Get Paid to Buy Stocks: Cash Secured Puts

Updated: Oct 2, 2022



Getting paid to buy stocks... Does it sound too good to be true? Well, it is possible with cash secured puts!


If you would like to do a cash-secured put on a stock of your choice then you must have enough capital to buy the stock at the chosen stock price. So, if you choose to sell a cash secure put at a strike price of $100 then all you have to do is $100 x 100 = $10,000. You will need $10,000 cash collateral to sell this option.




Here is the options chart where you will need all your information.


What you need to pay attention to:


  • Strike Price

  • Breakeven

  • Price

  • Expiration Date



Strike Price - If the stock is at this or below this price by the time of expiration then you will be forced to buy 100 shares at the strike price. So, if you sold a contract for Apple at a strike price of $170. You will be paid $33 (0.33 x 100). If the stock goes down to $165 by the expiration date then you will still have to buy 100 shares at $170 a share.
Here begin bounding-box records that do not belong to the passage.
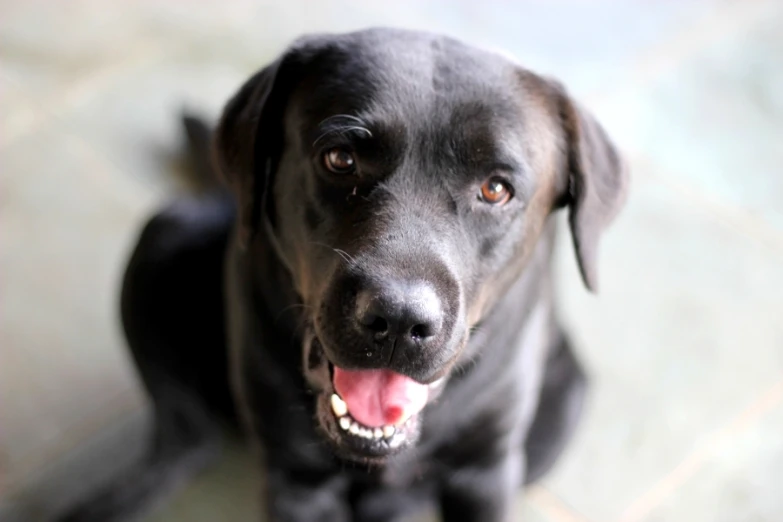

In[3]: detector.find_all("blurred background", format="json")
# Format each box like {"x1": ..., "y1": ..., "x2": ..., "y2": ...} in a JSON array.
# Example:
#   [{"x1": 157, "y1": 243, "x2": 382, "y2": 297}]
[{"x1": 0, "y1": 0, "x2": 783, "y2": 522}]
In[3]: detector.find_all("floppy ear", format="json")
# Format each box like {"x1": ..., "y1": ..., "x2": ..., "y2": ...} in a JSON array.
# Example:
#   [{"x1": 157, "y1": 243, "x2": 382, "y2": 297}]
[
  {"x1": 212, "y1": 41, "x2": 310, "y2": 247},
  {"x1": 553, "y1": 82, "x2": 628, "y2": 292}
]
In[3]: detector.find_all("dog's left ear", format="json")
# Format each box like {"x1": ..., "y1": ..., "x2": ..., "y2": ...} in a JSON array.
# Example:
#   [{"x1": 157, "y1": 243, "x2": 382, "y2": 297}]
[{"x1": 550, "y1": 81, "x2": 629, "y2": 292}]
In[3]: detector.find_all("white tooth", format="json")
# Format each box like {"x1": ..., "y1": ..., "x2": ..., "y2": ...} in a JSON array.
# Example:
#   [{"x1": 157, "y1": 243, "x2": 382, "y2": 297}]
[{"x1": 332, "y1": 393, "x2": 348, "y2": 417}]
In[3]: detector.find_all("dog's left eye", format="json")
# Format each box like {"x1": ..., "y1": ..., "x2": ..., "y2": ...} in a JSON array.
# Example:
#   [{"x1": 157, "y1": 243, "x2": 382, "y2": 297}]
[
  {"x1": 324, "y1": 147, "x2": 356, "y2": 174},
  {"x1": 479, "y1": 177, "x2": 512, "y2": 205}
]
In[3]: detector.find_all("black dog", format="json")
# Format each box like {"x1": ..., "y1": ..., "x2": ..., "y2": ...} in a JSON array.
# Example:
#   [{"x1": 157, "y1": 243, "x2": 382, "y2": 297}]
[{"x1": 58, "y1": 29, "x2": 627, "y2": 522}]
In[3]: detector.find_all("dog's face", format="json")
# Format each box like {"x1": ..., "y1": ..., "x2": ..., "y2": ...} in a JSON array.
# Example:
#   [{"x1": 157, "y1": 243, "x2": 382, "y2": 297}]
[{"x1": 211, "y1": 30, "x2": 625, "y2": 459}]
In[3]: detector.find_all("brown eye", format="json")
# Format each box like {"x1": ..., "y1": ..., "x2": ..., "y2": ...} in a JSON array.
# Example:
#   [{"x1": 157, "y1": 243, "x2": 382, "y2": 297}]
[
  {"x1": 324, "y1": 147, "x2": 356, "y2": 174},
  {"x1": 480, "y1": 178, "x2": 511, "y2": 205}
]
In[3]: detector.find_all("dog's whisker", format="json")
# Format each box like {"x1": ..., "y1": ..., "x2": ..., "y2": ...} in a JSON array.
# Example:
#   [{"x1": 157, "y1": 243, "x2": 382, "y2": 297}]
[
  {"x1": 311, "y1": 241, "x2": 356, "y2": 266},
  {"x1": 275, "y1": 303, "x2": 312, "y2": 322}
]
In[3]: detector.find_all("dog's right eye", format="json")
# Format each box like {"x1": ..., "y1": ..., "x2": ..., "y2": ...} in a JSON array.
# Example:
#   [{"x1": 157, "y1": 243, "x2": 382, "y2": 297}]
[{"x1": 324, "y1": 147, "x2": 356, "y2": 174}]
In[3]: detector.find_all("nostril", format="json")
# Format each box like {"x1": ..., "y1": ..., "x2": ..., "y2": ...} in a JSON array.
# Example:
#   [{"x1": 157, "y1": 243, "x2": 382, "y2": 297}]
[
  {"x1": 411, "y1": 324, "x2": 432, "y2": 339},
  {"x1": 367, "y1": 315, "x2": 389, "y2": 333}
]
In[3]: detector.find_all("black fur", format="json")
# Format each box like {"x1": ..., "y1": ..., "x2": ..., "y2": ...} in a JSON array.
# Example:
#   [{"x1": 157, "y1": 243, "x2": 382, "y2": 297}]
[{"x1": 58, "y1": 29, "x2": 627, "y2": 522}]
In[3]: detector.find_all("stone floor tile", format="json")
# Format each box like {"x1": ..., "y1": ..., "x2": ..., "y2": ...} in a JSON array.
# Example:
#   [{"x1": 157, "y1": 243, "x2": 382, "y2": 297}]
[
  {"x1": 545, "y1": 173, "x2": 783, "y2": 520},
  {"x1": 643, "y1": 384, "x2": 783, "y2": 522},
  {"x1": 0, "y1": 125, "x2": 152, "y2": 481},
  {"x1": 620, "y1": 2, "x2": 783, "y2": 235}
]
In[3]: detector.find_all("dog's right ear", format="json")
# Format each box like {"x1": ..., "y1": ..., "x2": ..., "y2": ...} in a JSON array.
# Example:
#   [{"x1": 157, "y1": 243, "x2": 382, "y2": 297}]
[{"x1": 212, "y1": 42, "x2": 310, "y2": 247}]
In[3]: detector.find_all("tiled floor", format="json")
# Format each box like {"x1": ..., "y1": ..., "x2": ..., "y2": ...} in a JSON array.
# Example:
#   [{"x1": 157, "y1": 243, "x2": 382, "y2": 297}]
[{"x1": 0, "y1": 0, "x2": 783, "y2": 522}]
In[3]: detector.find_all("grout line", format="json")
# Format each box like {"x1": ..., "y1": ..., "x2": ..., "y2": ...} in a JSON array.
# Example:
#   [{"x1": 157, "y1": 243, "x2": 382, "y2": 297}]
[
  {"x1": 585, "y1": 0, "x2": 774, "y2": 103},
  {"x1": 3, "y1": 383, "x2": 150, "y2": 494},
  {"x1": 620, "y1": 379, "x2": 783, "y2": 522},
  {"x1": 525, "y1": 485, "x2": 590, "y2": 522}
]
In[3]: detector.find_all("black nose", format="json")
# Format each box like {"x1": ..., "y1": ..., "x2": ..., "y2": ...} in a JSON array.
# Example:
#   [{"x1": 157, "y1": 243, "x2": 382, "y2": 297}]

Break-Even - The price of the stock which you could sell and break even after premiums. Looking back at the Apple chart. $170 strike price with a premium of $0.33 has a breakeven of $169.67. If the stock price goes below break even then you would've made more money by not selling the contract and rather waiting to buy the stock at a lower price. That doesn't mean you lost money, but you could've had a better entry.


Price - How much you would be paid for selling this contract multiplied by 100. The $170 contract price is $0.33 which would result in a $33 premium.


Expiration Date - The date the contract expires and if it's in the money (at or below the strike price) then you will be forced to buy the shares and keep the premium. If it's out of the money (above strike price) then you will receive your cash collateral, keep the premium, and not have the shares.


You will earn a premium whether your puts get assigned or not. So, it's important to choose a price you're comfortable with owning the shares and even if it dips below that, you were going to purchase it anyway.


Example


You want to buy Apple stock for $150 per share.


You sell cash secured puts weekly and after 1 month (4 weeks) your put gets assigned.


Outline


100 shares of Apple bought at $150 and you earned $50 premium each week. $50 x 4 = $200. You bought the stock for $150 as you were planning to and earned an extra $200 during the process, which is equivalent to purchasing the stock at $148 a share. Now you can continue to earn money by doing covered calls. To learn about covered calls check out this article -> Passive Income with Covered Calls Options


How to sell cash secure puts step by step?


  1. Have enough capital for 100 shares of chosen stock

  2. Go to the options chart

  3. Click "sell" and "put"

  4. Click strike price you would like to sell the option

  5. Insert the needed inputs and click submit


Execution is simple, strategy is not.


You can utilize cash secure puts to earn capital while aiming at purchasing a stock at a certain price. Not only do you buy the stock at your strike price, but you also lower your breakeven price. Then after you purchase the 100 shares you can continue to do covered calls and earn passive income and continuously decrease break-even on stocks you own.

This is the best example of having money work for you and should be taken advantage of by every stock investor.